EL DÍA DE HOY, QUERIDO LECTOR, aprovecho de llegar a usted en un tiempo que representa el gozo y la alegría más grande de toda la tradición cristiana: La resurrección de nuestro Señor Jesucristo. Este suceso brinda el testimonio fiel de la misericordia de Aquel que, preexistiendo divinamente a todo lo creado, se hizo hombre, padeció y murió dentro de la más pura manifestación de amor por los seres humanos; hoy, día en que se conmemora un año más de su triunfo sobre la muerte, nos llama vivamente a seguir su ejemplo con base en nuestra propia Pasión.

Adivinará pronto la vista inteligente que esta reflexión no va a dirigida principalmente a aquellos que en buen aprovechamiento de su tiempo de descanso se dedicaron a la decadencia y la depravación típica de la temporada de Pascua, relegándose a asistir a la Santa Eucaristía por una tradición que quizá vuelva para ellos en el mes de diciembre. Es así que he querido hacer llegar mis letras con mayor énfasis a aquellos que, aún sin saberlo, tuvieron su propia semana de padecimiento y muerte espiritual y que hoy desde las profundidades esperan por una resurrección que les devuelva la tan anhelada paz a su menguada existencia.

Sí, usted que pasó cada momento de esta semana en un permanente ir y venir del pensamiento sobre la vida, la muerte y el porvenir, usted que estuvo dudando sobre si vale o no la pena conmemorar algo que sucedió hace más de dos mil años, usted que en varias oportunidades se dijo “Si existe alguien allá arriba de seguro me odia”, ¿habrá quedado ciego ante su propia Pasión? ¿Continuará de tal modo su preocupación por la existencia terrenal que hará que ignore la esperanza de una resurrección a toda muerte, de un alivio a todo dolor y de un remedio a todo mal? ¡Cuánto nos cuesta asumir las promesas de nuestro Señor Jesucristo en los momentos de crisis!

Ahora le pido que se detenga un momento y reflexione sobre la semana, sobre su propia semana de Pasión, esa semana que quizá duró meses o incluso años, y dígame ¿no merecemos acaso salir del tiempo de tribulación para gozar en Cristo una resurrección espiritual?
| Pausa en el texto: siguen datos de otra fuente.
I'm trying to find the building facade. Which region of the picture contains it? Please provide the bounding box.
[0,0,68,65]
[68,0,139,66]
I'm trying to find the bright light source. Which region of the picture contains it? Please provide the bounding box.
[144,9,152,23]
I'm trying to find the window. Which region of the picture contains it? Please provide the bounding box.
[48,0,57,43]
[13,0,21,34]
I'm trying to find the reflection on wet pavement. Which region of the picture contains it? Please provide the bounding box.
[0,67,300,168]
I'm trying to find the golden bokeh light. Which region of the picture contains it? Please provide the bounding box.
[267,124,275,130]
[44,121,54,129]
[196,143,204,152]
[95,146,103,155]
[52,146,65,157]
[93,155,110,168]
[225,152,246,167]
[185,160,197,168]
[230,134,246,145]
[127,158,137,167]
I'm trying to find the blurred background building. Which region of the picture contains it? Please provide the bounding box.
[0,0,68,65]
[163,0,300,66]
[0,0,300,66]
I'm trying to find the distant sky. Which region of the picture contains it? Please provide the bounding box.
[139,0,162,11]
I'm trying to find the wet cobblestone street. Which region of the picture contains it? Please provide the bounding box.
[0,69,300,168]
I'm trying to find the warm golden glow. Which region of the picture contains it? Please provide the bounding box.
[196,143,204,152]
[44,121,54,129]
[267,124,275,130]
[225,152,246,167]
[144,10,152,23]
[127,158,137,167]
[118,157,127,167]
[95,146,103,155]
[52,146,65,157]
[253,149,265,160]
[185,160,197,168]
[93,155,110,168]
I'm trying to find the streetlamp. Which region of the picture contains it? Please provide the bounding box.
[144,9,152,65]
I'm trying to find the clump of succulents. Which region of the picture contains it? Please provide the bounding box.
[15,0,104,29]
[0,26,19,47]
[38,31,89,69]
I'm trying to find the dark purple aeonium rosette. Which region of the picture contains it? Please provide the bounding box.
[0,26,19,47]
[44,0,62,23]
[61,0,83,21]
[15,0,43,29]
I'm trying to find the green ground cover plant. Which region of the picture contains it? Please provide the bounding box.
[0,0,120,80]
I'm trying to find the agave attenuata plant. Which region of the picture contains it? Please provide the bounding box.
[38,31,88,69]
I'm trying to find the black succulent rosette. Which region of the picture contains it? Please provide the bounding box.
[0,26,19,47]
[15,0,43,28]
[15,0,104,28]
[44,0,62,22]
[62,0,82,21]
Analicemos sinceramente y procuremos no engañarnos, ya bien dice mi querido amigo el Doctor Mervy Enrique González Fuenmayor que “también hay quien salta del Domingo de Ramos al Domingo de Resurrección sin pasar por la Pasión”; están con el resucitado pero no estuvieron con el crucificado, todo dentro del pensamiento humano de evitar a toda costa el sufrimiento. (Seguro estoy que, aunque la salud al Doc le trató duramente en los días precedentes, el día de mañana se reirá conmigo de aquello por lo que pasó).
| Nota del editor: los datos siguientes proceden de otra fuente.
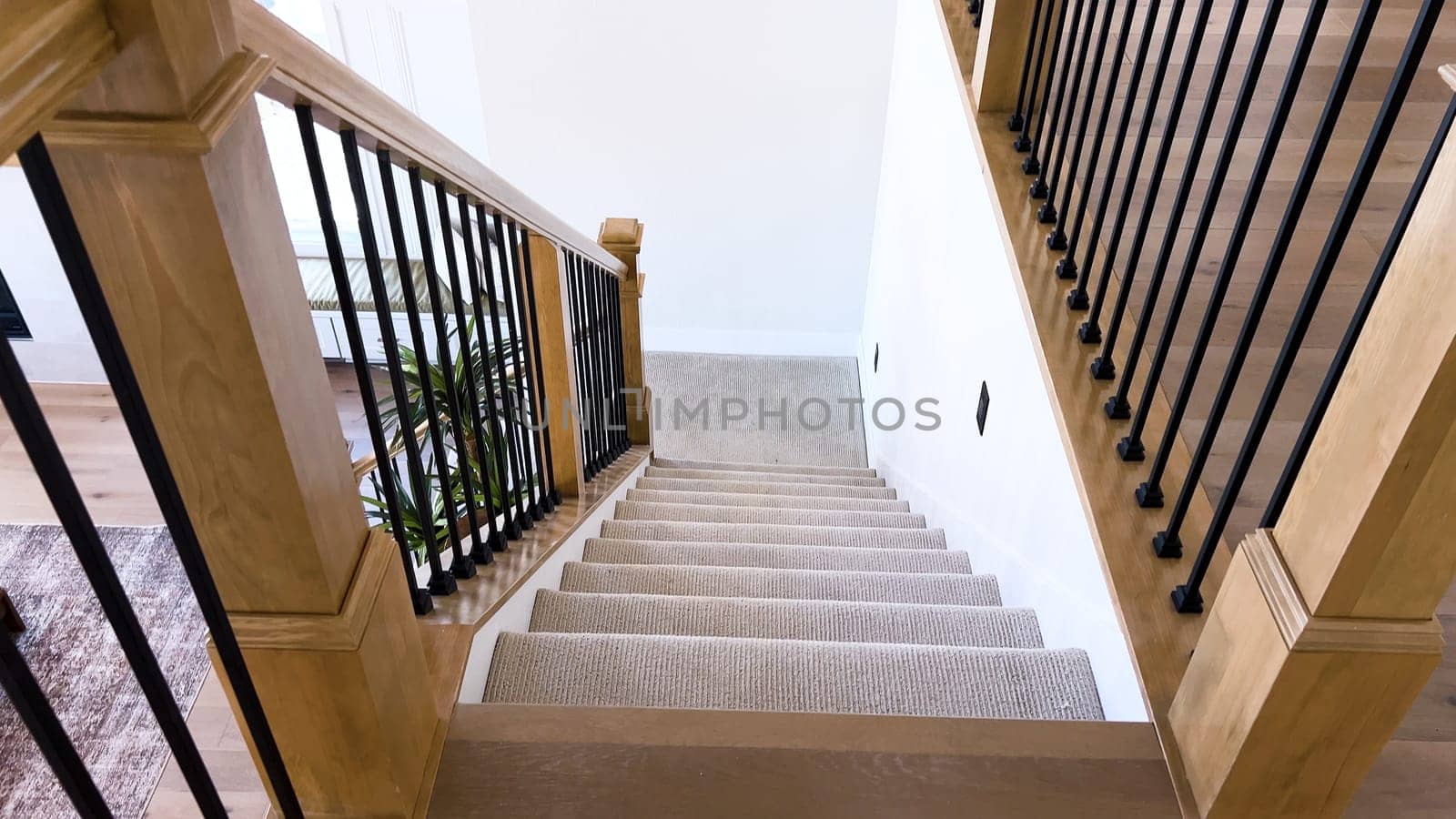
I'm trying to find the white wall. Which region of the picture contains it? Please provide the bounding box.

Si bien mi mensaje clama por que abra usted su espíritu a ataviarse con la vestidura del Hombre Nuevo de la que habló San Pablo dejando atrás los momentos aciagos, procuro en él no despreciar al sufrimiento ni al dolor por considerarles un camino muy necesario a la reconversión cristiana. Tanto como el dolor -biológicamente considerado-, cumple con la función de informarnos de que algo no va bien con nuestro cuerpo, el padecimiento espiritual nos recuerda que debemos retomar las riendas de nuestra vida y hacer ese cambio que, a manera de aliciente o medicina nos cicatrice la herida sangrante que no nos deja continuar con buen pie. Considere lo que sería del ser humano si fuese totalmente incapaz de sentir dolor ¿Cuántos de nosotros no moriríamos de una simple congestión estomacal? Es así que Dios permite que el dolor exista para algo bueno: y esto es para que no muramos en la carrera por alcanzar la vida eterna. Recordando a Cristo en el Evangelio según San Mateo “¿De qué le sirve al hombre ganar el mundo entero, si pierde la vida? ¿O cuánto podrá pagar el hombre por su vida?” Sería totalmente nuestro el mundo si no tuviésemos dolores ni padecimientos, pero ello nos condenaría a una muerte segura.
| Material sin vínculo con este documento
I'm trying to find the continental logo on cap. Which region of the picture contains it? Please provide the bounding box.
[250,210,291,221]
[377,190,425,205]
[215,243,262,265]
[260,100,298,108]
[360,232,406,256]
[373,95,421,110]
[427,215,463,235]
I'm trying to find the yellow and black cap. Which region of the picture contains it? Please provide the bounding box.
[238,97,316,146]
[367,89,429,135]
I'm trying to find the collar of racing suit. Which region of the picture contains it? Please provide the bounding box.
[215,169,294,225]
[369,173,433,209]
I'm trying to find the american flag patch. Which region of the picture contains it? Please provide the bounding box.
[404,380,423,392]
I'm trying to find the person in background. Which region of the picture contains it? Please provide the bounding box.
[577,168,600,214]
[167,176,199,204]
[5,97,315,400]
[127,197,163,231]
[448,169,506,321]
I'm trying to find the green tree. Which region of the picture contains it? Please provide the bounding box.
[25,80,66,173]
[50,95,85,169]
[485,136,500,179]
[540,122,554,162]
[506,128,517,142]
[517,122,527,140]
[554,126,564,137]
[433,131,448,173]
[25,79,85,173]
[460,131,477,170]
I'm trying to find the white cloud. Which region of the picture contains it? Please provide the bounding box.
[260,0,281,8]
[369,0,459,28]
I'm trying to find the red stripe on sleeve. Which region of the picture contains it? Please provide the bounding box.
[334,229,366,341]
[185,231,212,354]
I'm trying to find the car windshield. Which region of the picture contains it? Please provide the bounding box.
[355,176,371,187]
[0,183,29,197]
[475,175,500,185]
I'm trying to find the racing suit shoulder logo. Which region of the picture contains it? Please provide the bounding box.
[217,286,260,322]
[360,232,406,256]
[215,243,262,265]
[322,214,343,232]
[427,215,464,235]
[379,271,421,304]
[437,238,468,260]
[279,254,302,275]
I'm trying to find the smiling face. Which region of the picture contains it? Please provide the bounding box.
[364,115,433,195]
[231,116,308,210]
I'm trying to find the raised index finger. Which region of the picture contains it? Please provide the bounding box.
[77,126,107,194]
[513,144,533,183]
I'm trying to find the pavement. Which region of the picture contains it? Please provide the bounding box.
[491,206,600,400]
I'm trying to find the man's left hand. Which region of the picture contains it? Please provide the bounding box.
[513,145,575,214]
Si en algún momento de su vida piensa que la cruz que carga es muy grande, tómela sobre su hombro y condúzcase con la fe que le hará ver que en su tribulación sigue al Maestro, y que todo el que se crucifica con Él, de corazón, como lo hizo el ladrón arrepentido, recibirá una pronta resurrección y la vida eterna. Dése la oportunidad de sufrir, dése la oportunidad de reflexionar, pero dése también la oportunidad de resucitar a través de la misericordia y el perdón.

Finalmente, mi muy querido lector, pido a Dios Padre Todopoderoso, a nuestro Señor Jesucristo, a nuestro Espíritu Santo y con la intercesión de la bienaventurada virgen madre María, que con su bendición nos permitan despertar a la renovación espiritual en la esperanza de la vida eterna. Amén y Amén.

ADDENDUM – Comentario de Mervy Enrique González Fuenmayor.

“Estas reflexiones expresadas por el colega, amigo y dilecto discípulo: abogado Alejandro René Morales Loaiza, constituyen un verdadero aporte a la interpretación correcta del significado de la Semana Mayor, conocida también como Semana Santa. Se explanan en este artículo: “DOMINGO DE RESURRECCIÓN” con profundo y certero tino las diversas aristas de este tiempo de conversión o reconversión —según sea la hipótesis de la persona que se encuentra prisionera de sus disyuntivas, o de la vorágine que genera el mundanal ruido—, y que apuntan hacia una percepción totalmente distinta a la que hoy se tiene del cómo vivir este tiempo, considerado uno de los más importantes, dentro del ritual católico. Felicito al distinguido colega Morales Loaiza por su congruente, acertado —y por demás conforme a las precisiones teológicas—, examen, análisis y conclusiones sobre su apreciación del estado degenerativo en que se encuentra la sociedad actual respecto de los valores tradicionales, trascendentales y más puros del ser humano. Del mismo modo me permito testimoniarle mi felicitación por la claridad con la cual desarrolla los aspectos bíblicos del tema. ¡Avanti caro amico!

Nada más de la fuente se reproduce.